Conclusion: This case illustrates dramatic clinical and serologic improvement in a refractory PANDAS patient following lingual tonsillectomy. Lingual tonsillar tissue may have served as a persistent immune reservoir in this patient. While palatine tonsillectomy and adenoidectomy have shown benefit in some PANDAS cases, this is the first report involving lingual tonsil resection to our knowledge. Further study is warranted to clarify indications for surgical removal of tonsillar tissues beyond the palatine-adenoid complex in PANDAS.


Figure 1. A) Low-power histology of lingual tonsil demonstrating follicular hyperplasia (*), crypt and adjacent minor salivary gland (H&E stain). B) High-power histology of lingual tonsil showing reactive germinal centers and lymphoid hyperplasia (H&E).

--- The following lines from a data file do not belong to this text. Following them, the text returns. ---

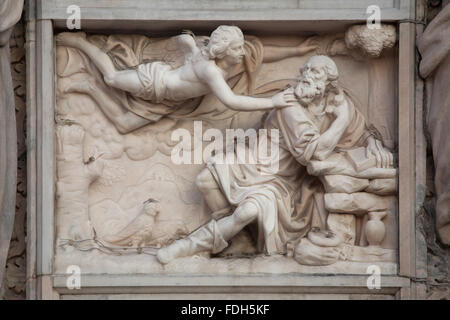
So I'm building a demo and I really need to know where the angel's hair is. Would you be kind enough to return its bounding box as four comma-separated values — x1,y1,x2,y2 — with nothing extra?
202,25,244,60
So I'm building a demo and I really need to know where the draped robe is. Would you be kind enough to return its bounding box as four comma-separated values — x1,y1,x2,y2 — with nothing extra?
207,93,371,254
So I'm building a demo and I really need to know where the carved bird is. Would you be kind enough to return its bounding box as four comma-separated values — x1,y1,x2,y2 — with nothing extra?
102,199,160,247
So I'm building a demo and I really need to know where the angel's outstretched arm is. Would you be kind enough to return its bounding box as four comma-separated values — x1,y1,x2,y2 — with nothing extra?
199,64,296,111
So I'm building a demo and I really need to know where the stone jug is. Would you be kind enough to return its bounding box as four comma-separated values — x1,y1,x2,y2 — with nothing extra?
365,211,387,247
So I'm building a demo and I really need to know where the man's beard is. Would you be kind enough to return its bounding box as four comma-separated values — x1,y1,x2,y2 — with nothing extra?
294,76,326,107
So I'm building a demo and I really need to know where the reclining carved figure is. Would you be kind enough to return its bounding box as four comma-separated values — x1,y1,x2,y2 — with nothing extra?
56,25,319,133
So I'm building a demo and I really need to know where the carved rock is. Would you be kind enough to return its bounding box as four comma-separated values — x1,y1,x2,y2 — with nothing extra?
320,175,369,193
324,192,396,214
345,24,396,58
365,178,397,195
308,153,397,179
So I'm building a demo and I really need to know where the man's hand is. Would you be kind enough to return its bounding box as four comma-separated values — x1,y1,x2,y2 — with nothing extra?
366,136,393,168
327,93,350,125
272,87,297,108
296,37,319,56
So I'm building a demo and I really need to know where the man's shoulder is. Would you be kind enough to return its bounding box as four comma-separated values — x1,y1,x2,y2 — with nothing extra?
280,103,311,120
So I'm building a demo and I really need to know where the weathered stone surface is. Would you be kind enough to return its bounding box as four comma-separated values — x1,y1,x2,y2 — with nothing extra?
1,21,25,300
324,192,396,214
10,47,24,63
416,2,449,300
347,245,396,263
0,0,24,296
327,213,355,245
345,24,396,59
320,175,369,193
422,198,450,285
418,3,450,246
438,225,450,246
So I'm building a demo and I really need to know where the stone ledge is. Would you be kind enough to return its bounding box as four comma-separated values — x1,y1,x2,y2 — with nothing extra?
35,0,413,21
52,273,410,297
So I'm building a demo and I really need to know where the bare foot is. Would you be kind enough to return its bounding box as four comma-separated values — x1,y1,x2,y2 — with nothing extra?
58,76,97,94
56,32,87,48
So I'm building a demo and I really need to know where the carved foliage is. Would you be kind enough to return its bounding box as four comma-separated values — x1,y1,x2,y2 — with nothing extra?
1,22,26,300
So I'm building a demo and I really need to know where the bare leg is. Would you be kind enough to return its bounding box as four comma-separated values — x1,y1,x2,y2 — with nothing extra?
195,168,230,213
215,201,258,240
56,32,143,94
59,76,150,134
313,191,328,230
56,32,116,78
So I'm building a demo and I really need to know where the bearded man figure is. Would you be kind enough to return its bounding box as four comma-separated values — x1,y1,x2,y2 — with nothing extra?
157,55,392,264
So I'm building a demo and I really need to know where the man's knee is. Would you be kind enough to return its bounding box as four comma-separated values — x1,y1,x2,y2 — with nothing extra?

Table 1. Clinical Timeline: ASO Titers and Symptom Status Relative to Lingual Tonsillectomy (Day 0)

Figure 2. Line graph depicting anti-streptolysin O (ASO) titers (IU/mL) over time relative to transoral robotic surgery (TORS) lingual tonsillectomy, performed on Day 0. The patient continued weekly plasmapheresis and immunosuppressive therapy with CellCept throughout the pre- and postoperative period.